NSP Training corpus is used to teach the model to recognize continuous and discontinuous segments in input sequences. Example: BERT
SOP A pair of consecutive sequences from a document are used to train the model, along with a pair of identical sequences from the same document with their order reversed. This allows the model to learn the sequence order and identify when two sequences are swapped. The NSP is trained to predict the accurate arrangement of sequences within a text based on an input that is arranged in a random order. Example: ALBERT
CLM The model predicts the last token in an input sequence by following the process of autoregressive models based on generating text. Example: GPT-1/2/3
RTD The context in which a token appears is used by the model to determine its replacement. Example: ELECTRA
E-MLM Models are allowed to predict masked tokens in dynamic style rather than in static style. Example: RoBERTa.
SPAN-MLM MLM developed by masked contiguous of token rather than a single token. Example: SpanBERT.
PLM From among all possible permutations, a target is picked at random. The targets are selected from the permuted sequence, and the model is trained to make predictions about those tokens based on the remaining tokens and the positions of the targets in the sequence. Example: XLNet.
Seq2Seq MLM An auto-regressive decoder takes a masked sequence as input and produces masked tokens one at a time. Example: T5.
DOI: 10.7717/peerjcs.1633/table-6

Arabic per-trained transformer models.

The introduction of PLMs proved to be a revolutionary development in the field of NLP, and the use of BERT resulted in state-of-the-art performance on several NLP tasks, such as QA (Antoun, Baly & Hajj, 2020a). BERT and similar models have the advantage of being pre-trained on large amounts of data, which the model can use to learn language representations (Khurana et al., 2022).

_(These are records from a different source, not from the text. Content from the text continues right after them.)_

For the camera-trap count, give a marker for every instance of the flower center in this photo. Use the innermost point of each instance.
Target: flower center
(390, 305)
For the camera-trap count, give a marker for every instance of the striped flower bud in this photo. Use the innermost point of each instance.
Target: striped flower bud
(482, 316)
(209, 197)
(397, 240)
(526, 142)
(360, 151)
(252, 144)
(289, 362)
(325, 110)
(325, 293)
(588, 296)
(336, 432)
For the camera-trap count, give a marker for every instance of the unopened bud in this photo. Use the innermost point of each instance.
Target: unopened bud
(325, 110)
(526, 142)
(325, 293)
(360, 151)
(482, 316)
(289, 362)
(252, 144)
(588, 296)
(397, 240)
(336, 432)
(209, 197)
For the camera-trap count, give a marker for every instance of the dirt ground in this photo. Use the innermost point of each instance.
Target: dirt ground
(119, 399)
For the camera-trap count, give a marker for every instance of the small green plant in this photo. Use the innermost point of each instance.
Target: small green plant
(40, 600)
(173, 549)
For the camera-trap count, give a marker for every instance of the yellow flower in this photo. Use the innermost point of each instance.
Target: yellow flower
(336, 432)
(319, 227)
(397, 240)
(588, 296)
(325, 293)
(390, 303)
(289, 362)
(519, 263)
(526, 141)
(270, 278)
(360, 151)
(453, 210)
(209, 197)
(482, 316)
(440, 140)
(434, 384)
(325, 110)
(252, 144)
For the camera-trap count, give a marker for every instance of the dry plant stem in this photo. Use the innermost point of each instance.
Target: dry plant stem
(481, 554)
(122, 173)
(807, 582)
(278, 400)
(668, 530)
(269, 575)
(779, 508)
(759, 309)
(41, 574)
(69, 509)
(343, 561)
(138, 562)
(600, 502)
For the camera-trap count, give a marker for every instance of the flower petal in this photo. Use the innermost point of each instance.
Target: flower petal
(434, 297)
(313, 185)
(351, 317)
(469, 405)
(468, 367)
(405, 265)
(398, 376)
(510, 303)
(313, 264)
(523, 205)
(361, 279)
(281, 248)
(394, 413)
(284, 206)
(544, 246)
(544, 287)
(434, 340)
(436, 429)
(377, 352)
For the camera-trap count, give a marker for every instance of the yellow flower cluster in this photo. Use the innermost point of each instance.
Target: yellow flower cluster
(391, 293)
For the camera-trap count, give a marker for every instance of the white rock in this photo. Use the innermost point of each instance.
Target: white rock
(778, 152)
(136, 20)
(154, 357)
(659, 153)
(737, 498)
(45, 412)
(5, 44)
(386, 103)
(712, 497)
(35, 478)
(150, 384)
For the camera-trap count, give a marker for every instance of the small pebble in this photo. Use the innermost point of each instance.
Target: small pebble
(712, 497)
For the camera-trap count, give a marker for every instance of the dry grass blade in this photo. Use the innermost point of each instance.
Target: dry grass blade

The integration of PLMs has presented a significant breakthrough in the field of NLP research, resulting in exceptional performance of various NLP tasks by transformer models such as BERT, RoBERTa, GPT, XML, and ELECTRA. Initially, a majority of these models were designed only for the English language, but eventually, they were adapted for other languages as well. In recent years, a number of transformer models have been designed for the Arabic language (Antoun, Baly & Hajj, 2020a). However, only a few direct comparisons between the different proposed models are available. In this section, the architecture and tasks of Arabic models are discussed.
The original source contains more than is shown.